Medical imaging has been used in clinical trials to assess tumor response for 40 years. However, it wasn’t until the US FDA's Modernization Act of 1997 that imaging data could be included in regulatory submissions (as a primary endpoint, and with some conditions). Then in 2004, the FDA's Critical Path Initiative recognized the need to more widely incorporate scientific advances, including advanced imaging technologies, into the drug development process. The FDA guidance on clinical trial imaging endpoints released in 2011 describes standards used today to optimize the quality of imaging data obtained in clinical trials.
The Road to RECIST
As highlighted in the FDA guidance, it’s important to have standardized medical imaging criteria to capture the response of a tumor to an oncology treatment.
The World Health Organization published the first standardized tumor response criteria in 1979 and these were widely used. Nevertheless, several issues arose with the WHO criteria. These included variations in the size and number of lesions to be recorded and ambiguous definitions of progressive disease. In addition, the WHO criteria didn't take into account newer technologies such as MRI.
So in the mid-1990s, an international working party — lead by EORTC — convened, resulting in the publication of new guidelines, RECIST (Response Evaluation Criteria in Solid Tumors) in 2000. RECIST offered a model by which a combined assessment of all lesions, characterized by target lesions (to be measured) and non-target lesions, is used to extrapolate an overall response to treatment. It defined the minimum size of measurable lesions and how many lesions to follow.

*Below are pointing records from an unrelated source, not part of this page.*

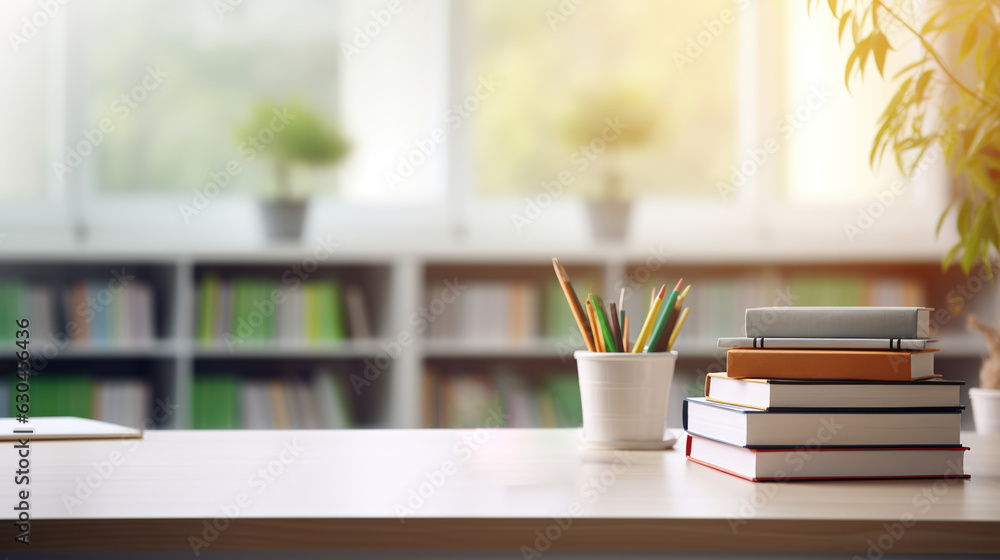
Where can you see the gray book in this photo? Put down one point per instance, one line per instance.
(838, 322)
(845, 343)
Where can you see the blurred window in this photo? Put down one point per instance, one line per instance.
(637, 96)
(174, 81)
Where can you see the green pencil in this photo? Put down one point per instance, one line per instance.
(661, 322)
(609, 341)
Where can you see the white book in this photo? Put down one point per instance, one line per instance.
(65, 428)
(846, 343)
(331, 400)
(748, 427)
(357, 316)
(770, 394)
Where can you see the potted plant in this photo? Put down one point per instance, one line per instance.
(302, 137)
(605, 122)
(986, 398)
(949, 99)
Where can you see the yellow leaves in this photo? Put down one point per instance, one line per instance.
(922, 82)
(843, 23)
(880, 46)
(926, 112)
(968, 41)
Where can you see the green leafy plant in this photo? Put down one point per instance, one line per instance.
(300, 136)
(949, 99)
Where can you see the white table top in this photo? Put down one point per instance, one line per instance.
(406, 488)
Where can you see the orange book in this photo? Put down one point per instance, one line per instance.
(829, 364)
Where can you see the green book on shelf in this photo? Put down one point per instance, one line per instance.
(565, 393)
(208, 299)
(77, 396)
(12, 295)
(215, 402)
(269, 330)
(558, 321)
(337, 329)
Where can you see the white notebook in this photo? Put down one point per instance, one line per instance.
(63, 427)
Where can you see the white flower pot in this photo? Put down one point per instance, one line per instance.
(624, 398)
(986, 410)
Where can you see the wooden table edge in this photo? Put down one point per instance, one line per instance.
(772, 535)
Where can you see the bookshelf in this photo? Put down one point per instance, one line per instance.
(406, 357)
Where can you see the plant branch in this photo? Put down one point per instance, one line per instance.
(930, 50)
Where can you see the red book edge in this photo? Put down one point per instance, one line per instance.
(687, 454)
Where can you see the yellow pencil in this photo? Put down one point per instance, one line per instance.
(594, 328)
(683, 294)
(677, 328)
(647, 325)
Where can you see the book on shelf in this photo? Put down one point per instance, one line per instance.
(264, 310)
(485, 312)
(226, 401)
(796, 463)
(727, 342)
(505, 399)
(119, 400)
(791, 394)
(749, 427)
(838, 322)
(874, 365)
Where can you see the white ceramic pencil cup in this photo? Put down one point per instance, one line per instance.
(625, 398)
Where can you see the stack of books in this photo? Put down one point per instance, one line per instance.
(829, 392)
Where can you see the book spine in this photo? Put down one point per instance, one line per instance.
(833, 322)
(818, 364)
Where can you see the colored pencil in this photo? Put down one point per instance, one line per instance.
(661, 322)
(661, 346)
(677, 329)
(602, 323)
(574, 305)
(616, 329)
(598, 340)
(647, 325)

In 2009, major revisions were made (resulting in RECIST 1.1), including a reduction in the number of assessed lesions, a new method to classify lymph nodes, clarifications related to a complete response (CR) or partial response (PR) and new methods for measuring disease progression. Of note, RECIST 1.1 states that the finding of a new lesion should be unequivocal (i.e. not attributable to differences in scanning technique or change in imaging modality etc.); this is important as new lesions define progressive disease. RECIST1.1 is today the gold standard for evaluating response in solid tumors.
New Treatments, New Criteria
Modified RECIST (mRECIST)
For some types of cancer, such as hepatocellular carcinoma (HCC), there is poor correlation between the clinical effects of targeted drugs like sorafenib and RECIST measurements. This is because RECIST is based upon a reduction tumor size, but targeted agents reduce tumor vascularity and cell proliferation, resulting in stabilization of tumor size of tumors despite central necrosis. Therefore, mRECIST centers upon the identification of viable lesions (using contrast-enhanced radiologic imaging) to more accurately assess treatment response.

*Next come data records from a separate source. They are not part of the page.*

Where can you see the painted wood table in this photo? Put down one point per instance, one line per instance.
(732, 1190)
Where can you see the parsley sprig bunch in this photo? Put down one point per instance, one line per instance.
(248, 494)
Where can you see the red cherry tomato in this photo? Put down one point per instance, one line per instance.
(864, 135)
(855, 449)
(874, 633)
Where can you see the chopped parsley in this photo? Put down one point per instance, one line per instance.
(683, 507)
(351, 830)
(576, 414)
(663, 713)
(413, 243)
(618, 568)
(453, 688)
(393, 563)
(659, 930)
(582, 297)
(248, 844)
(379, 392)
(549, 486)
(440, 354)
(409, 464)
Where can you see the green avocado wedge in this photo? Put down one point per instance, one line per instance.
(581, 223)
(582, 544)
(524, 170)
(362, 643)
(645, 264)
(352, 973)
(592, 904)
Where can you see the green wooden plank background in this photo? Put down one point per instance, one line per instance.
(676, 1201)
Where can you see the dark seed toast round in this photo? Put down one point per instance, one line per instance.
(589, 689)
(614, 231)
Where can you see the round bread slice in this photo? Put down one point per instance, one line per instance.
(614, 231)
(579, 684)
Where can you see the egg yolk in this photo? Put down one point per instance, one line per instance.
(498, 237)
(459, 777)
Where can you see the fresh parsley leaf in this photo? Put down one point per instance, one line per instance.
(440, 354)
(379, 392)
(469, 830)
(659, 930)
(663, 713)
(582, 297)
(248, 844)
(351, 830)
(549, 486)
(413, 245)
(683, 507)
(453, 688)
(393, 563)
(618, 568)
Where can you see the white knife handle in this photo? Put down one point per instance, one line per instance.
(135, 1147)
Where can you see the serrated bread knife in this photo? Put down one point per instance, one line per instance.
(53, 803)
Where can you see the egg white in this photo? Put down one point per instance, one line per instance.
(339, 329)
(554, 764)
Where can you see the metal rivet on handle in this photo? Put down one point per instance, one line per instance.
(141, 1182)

The arrival of immunotherapies, which harness a patient's own immune system to attack cancer cells, meant that RECIST 1.1 needed re-evaluation. Their mechanism of action means that the response of a tumor to immunotherapy is often delayed. In addition, tumors sometimes appear to increase in size before shrinking – a phenomenon known as 'pseudoprogression' or 'tumor flare'.

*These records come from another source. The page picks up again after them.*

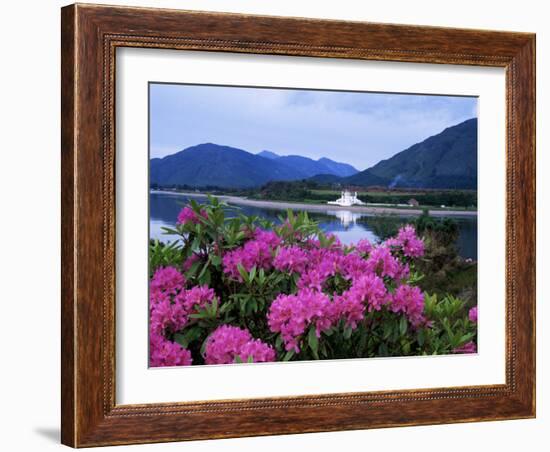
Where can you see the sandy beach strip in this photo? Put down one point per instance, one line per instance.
(284, 205)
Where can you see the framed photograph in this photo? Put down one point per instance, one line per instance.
(281, 225)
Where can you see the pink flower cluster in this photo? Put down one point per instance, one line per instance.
(170, 307)
(367, 291)
(257, 252)
(166, 353)
(228, 342)
(292, 315)
(472, 314)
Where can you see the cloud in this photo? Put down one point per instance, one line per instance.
(357, 128)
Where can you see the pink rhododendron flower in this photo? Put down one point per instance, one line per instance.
(167, 317)
(227, 342)
(163, 352)
(291, 315)
(290, 259)
(468, 347)
(364, 246)
(197, 296)
(472, 314)
(410, 301)
(370, 288)
(407, 240)
(253, 253)
(349, 308)
(167, 279)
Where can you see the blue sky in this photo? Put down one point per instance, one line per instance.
(356, 128)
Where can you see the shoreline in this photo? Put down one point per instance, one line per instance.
(283, 205)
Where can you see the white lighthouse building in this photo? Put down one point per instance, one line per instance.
(347, 200)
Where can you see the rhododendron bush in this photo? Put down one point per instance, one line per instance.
(241, 290)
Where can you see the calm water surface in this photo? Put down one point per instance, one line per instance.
(350, 227)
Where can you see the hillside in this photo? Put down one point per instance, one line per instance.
(210, 164)
(445, 160)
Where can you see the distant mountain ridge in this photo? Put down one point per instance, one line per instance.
(210, 164)
(310, 167)
(445, 160)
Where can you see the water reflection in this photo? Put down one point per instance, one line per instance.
(349, 226)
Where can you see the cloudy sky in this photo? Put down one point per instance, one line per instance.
(356, 128)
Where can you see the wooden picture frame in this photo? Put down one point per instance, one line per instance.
(90, 36)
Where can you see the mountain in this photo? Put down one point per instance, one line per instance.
(445, 160)
(210, 164)
(312, 167)
(268, 155)
(337, 168)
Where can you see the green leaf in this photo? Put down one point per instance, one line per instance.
(215, 259)
(252, 274)
(288, 355)
(313, 342)
(347, 332)
(243, 272)
(402, 326)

Because RECIST 1.1 can underestimate the benefit of immune-oncology treatments, alternative response criteria have been developed:
Immune-Related Response Criteria (irRC)
These were based on the WHO criteria. Because irRC evaluated two-dimensional tumor burden, which requires more effort than one-dimensional evaluation, these criteria are rarely used today.
Immune-Related Response Evaluation Criteria in Solid Tumors (irRECIST)
These combine the features of irRC and RECIST. Unlike irRC, irRECIST requires only one-dimensional measurement and confirmation is needed to judge progressive disease (PD). These criteria are widely used in immunotherapy trials. However, irRECIST has not always been applied in the same way: for example, the definition of confirmed PD largely differs per sponsor. This has raised concerns about the comparability of results across studies.
Immune Response Evaluation Criteria in Solid Tumors (iRECIST)
These closely follow the principles of RECIST 1.1. They take into account that although some patients will experience tumor flare, the majority will not. The main difference for iRECIST is the concept of 'resetting the bar' if RECIST 1.1 progression is followed at the next assessment by tumor shrinkage. In iRECIST, the measurements of the new lesions are not incorporated into the tumor burden - which is a difference from irRECIST. iRECIST has been developed by consensus, and the relationship with prognosis has not yet been validated.
Table | Response Criteria Comparison
Incorporating RECIST into Imaging Trials
How are RESCIST 1.1 and related criteria incorporated into clinical trials? Image analysis software and centralized reads are increasingly becoming an important part of capturing the response of a tumor to a treatment – whether it be a chemotherapy or an immunotherapy. Specialized imaging CROs have an increasing role here. These processes all help ensure all images are read uniformly and consistently, minimizing inter-/intra-reader variability and the potential for bias and imaging-related queries.